Me ruborizo y me giro bruscamente para sentarme frente a él. Desde que trabajo para él, odio que haya vuelto mi incapacidad para controlar el rubor, pero él tiene el don de hacerme sentir infantil.
—¡No muerdo... mucho! —sonríe con su mirada de «sé que soy irresistible» .Miro hacia él, alarmada, y veo su sentido del humor apenas disimulado.
Esbozo una breve y avergonzada sonrisa para disimular mi reacción, mi corazón se acelera y reprendo interiormente mi estupidez.
—Sé que no —sonrío con frialdad, exteriormente imperturbable a pesar de que el corazón me late irregularmente y se me pone la piel de gallina. Estoy enfadada conmigo misma.
—No tienes que ser tan... rígida conmigo, Emma —se relaja en su silla, dejando caer las manos sobre los brazos despreocupadamente.
—¿Rígida? —lo miro fijamente a los ojos, evitando seguir el movimiento de sus manos. Una leve irritación revolotea en mi interior que consigue amortiguar cualquier otra cosa; no se me dan bien las críticas masculinas.
—Puedes descongelarte un poco. Sé que eres eficiente. No te despedirán por relajarte —parece divertido, pero el enfado se agita en mi interior.
He venido a hacer un trabajo y me enorgullezco de mi profesionalidad; es el único aspecto en el que sé que me destaco.
—Esta soy yo relajada —respondo con firmeza, entrenando mi expresión para no traicionar mi estado de ánimo.
Hago un mohín para mis adentros, evitando mirarlo directamente. Enarca una ceja y esboza una sonrisa desprevenida, segura de sí mismo, pero esta vez me irrita.
—Si tú lo dices —responde, con esa irritante cara de suficiencia que tiene y que es la otra cara de Carrero. Es esa cara que hace que a las mujeres se les caigan las bragas en un abrir y cerrar de ojos, pero también tiene esa molesta prepotencia y arrogancia masculina de sabelotodo, como si siempre estuviera a punto de hacer un buen chiste. Debe de ser una de sus cualidades más exasperantes.
—Entonces, ¿al director general de Bridgestone...? —digo con tono tenso, enarcando las cejas y dando golpecitos con el bolígrafo en el cuaderno, indicando que sigamos adelante.

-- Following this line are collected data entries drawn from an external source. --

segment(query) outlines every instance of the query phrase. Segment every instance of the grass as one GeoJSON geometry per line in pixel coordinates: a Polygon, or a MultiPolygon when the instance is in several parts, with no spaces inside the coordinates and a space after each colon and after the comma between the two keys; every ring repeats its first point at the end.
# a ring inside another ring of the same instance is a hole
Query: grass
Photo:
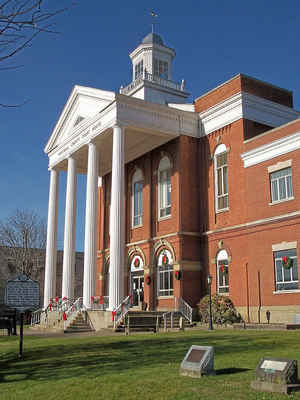
{"type": "MultiPolygon", "coordinates": [[[[189,331],[107,337],[0,337],[1,400],[282,399],[253,391],[263,356],[300,360],[300,333],[189,331]],[[216,376],[179,375],[192,344],[215,348],[216,376]]],[[[300,392],[289,396],[300,399],[300,392]]]]}

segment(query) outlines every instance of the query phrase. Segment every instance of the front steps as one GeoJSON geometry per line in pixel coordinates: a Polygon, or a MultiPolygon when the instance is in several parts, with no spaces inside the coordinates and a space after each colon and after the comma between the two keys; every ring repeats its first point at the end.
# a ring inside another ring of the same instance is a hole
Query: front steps
{"type": "Polygon", "coordinates": [[[91,325],[87,320],[87,314],[85,312],[79,312],[67,328],[64,329],[64,333],[83,332],[94,332],[94,329],[91,328],[91,325]]]}

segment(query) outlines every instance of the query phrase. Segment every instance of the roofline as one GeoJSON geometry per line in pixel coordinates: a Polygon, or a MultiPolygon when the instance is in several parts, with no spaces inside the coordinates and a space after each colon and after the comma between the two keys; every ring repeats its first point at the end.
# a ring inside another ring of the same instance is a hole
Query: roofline
{"type": "Polygon", "coordinates": [[[261,133],[260,135],[254,136],[250,139],[244,140],[244,144],[250,143],[250,142],[254,142],[254,140],[256,139],[260,139],[261,137],[264,137],[266,135],[268,135],[269,133],[273,133],[276,131],[279,131],[280,129],[286,128],[289,125],[293,125],[297,122],[300,122],[300,118],[294,119],[293,121],[287,122],[286,124],[280,125],[280,126],[276,126],[276,128],[270,129],[266,132],[261,133]]]}
{"type": "Polygon", "coordinates": [[[197,98],[195,99],[195,101],[201,99],[202,97],[207,96],[209,93],[214,92],[215,90],[219,89],[220,87],[226,85],[227,83],[233,81],[234,79],[236,79],[236,78],[238,78],[238,77],[243,77],[243,78],[252,79],[253,81],[256,81],[256,82],[259,82],[259,83],[263,83],[264,85],[267,85],[267,86],[269,86],[269,87],[273,87],[274,89],[279,89],[279,90],[282,90],[282,91],[284,91],[284,92],[286,92],[286,93],[293,94],[293,91],[292,91],[292,90],[284,89],[284,88],[282,88],[282,87],[280,87],[280,86],[273,85],[272,83],[268,83],[268,82],[263,81],[263,80],[261,80],[261,79],[253,78],[253,77],[250,76],[250,75],[246,75],[246,74],[243,74],[243,73],[239,73],[239,74],[237,74],[237,75],[234,75],[232,78],[228,79],[227,81],[221,83],[220,85],[216,86],[215,88],[213,88],[213,89],[209,90],[208,92],[202,94],[201,96],[197,97],[197,98]]]}

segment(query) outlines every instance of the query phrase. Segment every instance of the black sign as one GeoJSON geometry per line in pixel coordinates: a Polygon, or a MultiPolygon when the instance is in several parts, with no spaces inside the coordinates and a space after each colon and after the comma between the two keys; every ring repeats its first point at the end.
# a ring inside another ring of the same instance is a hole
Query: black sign
{"type": "Polygon", "coordinates": [[[40,285],[27,275],[7,281],[5,303],[19,311],[34,310],[40,306],[40,285]]]}

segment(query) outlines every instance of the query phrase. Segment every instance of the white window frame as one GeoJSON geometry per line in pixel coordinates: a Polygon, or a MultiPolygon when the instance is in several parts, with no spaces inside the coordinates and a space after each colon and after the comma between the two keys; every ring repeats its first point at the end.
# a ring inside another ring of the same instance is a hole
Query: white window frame
{"type": "Polygon", "coordinates": [[[153,60],[153,76],[168,80],[169,63],[168,61],[154,58],[153,60]]]}
{"type": "Polygon", "coordinates": [[[144,72],[144,60],[142,59],[134,66],[134,80],[138,79],[140,76],[143,75],[144,72]]]}
{"type": "Polygon", "coordinates": [[[160,160],[158,167],[158,219],[171,217],[172,165],[168,157],[160,160]]]}
{"type": "Polygon", "coordinates": [[[287,249],[274,252],[274,276],[275,276],[275,292],[298,291],[299,290],[299,272],[297,249],[287,249]],[[282,265],[282,257],[289,256],[293,260],[293,266],[286,269],[282,265]],[[295,264],[296,262],[296,264],[295,264]],[[277,268],[278,265],[278,268],[277,268]],[[282,280],[279,280],[279,268],[282,280]],[[295,269],[297,272],[295,273],[295,269]],[[293,274],[294,271],[294,274],[293,274]],[[297,275],[297,279],[295,279],[297,275]],[[280,287],[281,286],[281,287],[280,287]],[[291,287],[293,286],[293,287],[291,287]]]}
{"type": "Polygon", "coordinates": [[[217,285],[219,294],[224,295],[229,293],[229,262],[226,250],[219,251],[217,255],[217,285]],[[227,273],[220,271],[221,265],[224,265],[225,268],[227,268],[227,273]],[[227,282],[226,282],[226,277],[227,277],[227,282]]]}
{"type": "Polygon", "coordinates": [[[131,186],[131,215],[132,215],[132,227],[137,228],[143,225],[143,174],[140,169],[137,169],[132,177],[132,186],[131,186]],[[138,210],[138,213],[135,214],[135,202],[139,200],[135,195],[138,193],[135,191],[135,185],[142,186],[142,196],[141,196],[141,204],[138,210]]]}
{"type": "Polygon", "coordinates": [[[270,177],[270,192],[271,192],[271,203],[270,204],[281,203],[284,201],[294,199],[293,178],[292,178],[292,168],[291,167],[286,167],[286,168],[282,168],[282,169],[279,169],[276,171],[272,171],[269,173],[269,177],[270,177]],[[286,171],[286,174],[283,176],[274,177],[282,171],[286,171]],[[280,181],[284,182],[285,195],[282,198],[280,198],[280,188],[279,188],[280,181]],[[289,181],[289,183],[288,183],[288,181],[289,181]],[[275,183],[276,183],[276,185],[275,185],[275,183]],[[288,193],[288,186],[290,186],[290,193],[288,193]]]}
{"type": "Polygon", "coordinates": [[[162,250],[159,253],[157,261],[157,296],[168,297],[174,295],[174,266],[173,258],[168,250],[162,250]],[[168,264],[164,265],[162,262],[163,256],[168,257],[168,264]],[[161,281],[167,281],[167,287],[160,288],[161,281]]]}
{"type": "Polygon", "coordinates": [[[229,194],[228,194],[228,160],[227,160],[227,149],[225,144],[220,144],[215,151],[214,154],[214,173],[215,173],[215,203],[216,203],[216,211],[217,212],[222,212],[229,210],[229,194]],[[221,156],[223,154],[226,154],[226,164],[222,165],[221,167],[217,166],[217,158],[218,156],[221,156]],[[226,172],[225,172],[226,168],[226,172]],[[221,190],[222,193],[219,194],[219,180],[218,180],[218,171],[221,170],[221,190]],[[226,174],[226,183],[227,183],[227,190],[224,184],[224,176],[226,174]],[[219,199],[221,198],[226,198],[227,199],[227,205],[225,207],[219,207],[219,199]]]}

Desapruebo su exceso de familiaridad. Por mucho que lo haya visto así con Margo, me empeño en que esta relación laboral se quede en el plano profesional. Tengo demasiado que perder. He trabajado demasiado duro para llegar aquí.
Me mira con el ceño fruncido, sosteniéndome la mirada un momento, imperturbable, pero yo lo ignoro, luego miro mi papel expectante, aliviada cuando se sienta y me dicta lo que quiere que anote.